Most Germans live in rented accommodation. Although the proportion of renters to total households slightly slid from 58% in 1990, to 55% in 2004, this rate is still among the highest in the world. Private landlords own about 46% of the housing stock, social housing is around 6%, and co-operative rentals are around 6%.

Monthly rents rose an average of 3.2% in 2008 on new contracts, to €7.65 per sq. m., while existing contract rents rose 3%, to €6.44 per sq. m., according to Bulwien Gesa.

Rent increases have outpaced real estate prices since 2000, leading to slightly higher yields.

Rents for existing contracts rose 8.4%, while rents for new contracts rose 7.8%, between 2000 and 2008. Over the same period, owner-occupied house prices rose only 4.5%, while the average price of terraced houses fell by 13.8%.

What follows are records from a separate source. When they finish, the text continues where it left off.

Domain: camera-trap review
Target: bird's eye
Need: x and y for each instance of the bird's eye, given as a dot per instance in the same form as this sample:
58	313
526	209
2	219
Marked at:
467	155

Rental yields on smaller flats are generally higher than bigger units, according to Global Property Guide research.

In Berlin, rental yields for 30 – 60 sq. m. flats range from 5.4% - 6%, while bigger units (90 sq. m. – 250 sq. m.) have yields of 4.3% to 4.8%. In Frankfurt, rental yields for small units are at 5.6% - 6.6%, higher compared with bigger units, at 4.6% - 4.7%.

Munich flats have generally lower yields, at 3.8% to 5.9%, again with smaller units earning the highest returns.

Slumbering giant

The global financial crisis has stalled Germany’s recovery. After anaemic economic growth from 2001 to 2005 (average annual growth of 0.57%), Germany’s economy bounced back under the leadership of Chancellor Angela Merkel, with strong export growth and economic reforms. GDP growth rose to 3.2% in 2006, and 2.6% in 2007.

Now, Germany’s main export markets such as France, US, UK, Italy and Netherlands are in economic slowdown or recession. Germany officially entered recession in Q3 2008, with the economy contracting 0.5% q-o-q after a 0.4% contraction in Q2.

GDP growth for 2008 is down to 1.3%. The economy is expected to contract by 2.5% in 2009 and before posting a negligible 0.1% growth in 2010.

Unemployment, brought down from 10.6% in 2005 to 7.1% in October 2008, rose to 7.2% in December 2008. As export-oriented manufacturing jobs are lost, unemployment is expected to rise further to 8.1% in 2009 and 8.6% in 2010.

Rescue efforts

In October 2008, the government approved a €480 billion rescue package to stabilise the country's troubled banking system.

Then in January 2009, it added an additional €50 billion stimulus package for public investment and tax cuts for the next two years, and announced €100 billion to underwrite fresh credit to companies.

With the election coming in September, it is still unclear whether the stimulus can save Merkel’s coalition government.

Despite provisions for infrastructure spending, tax cuts for poor households and households with children, and tax rebates for car buyers, there is no specific support for the housing market.

Expect Germany’s housing markets to continue subdued, probably for years to come.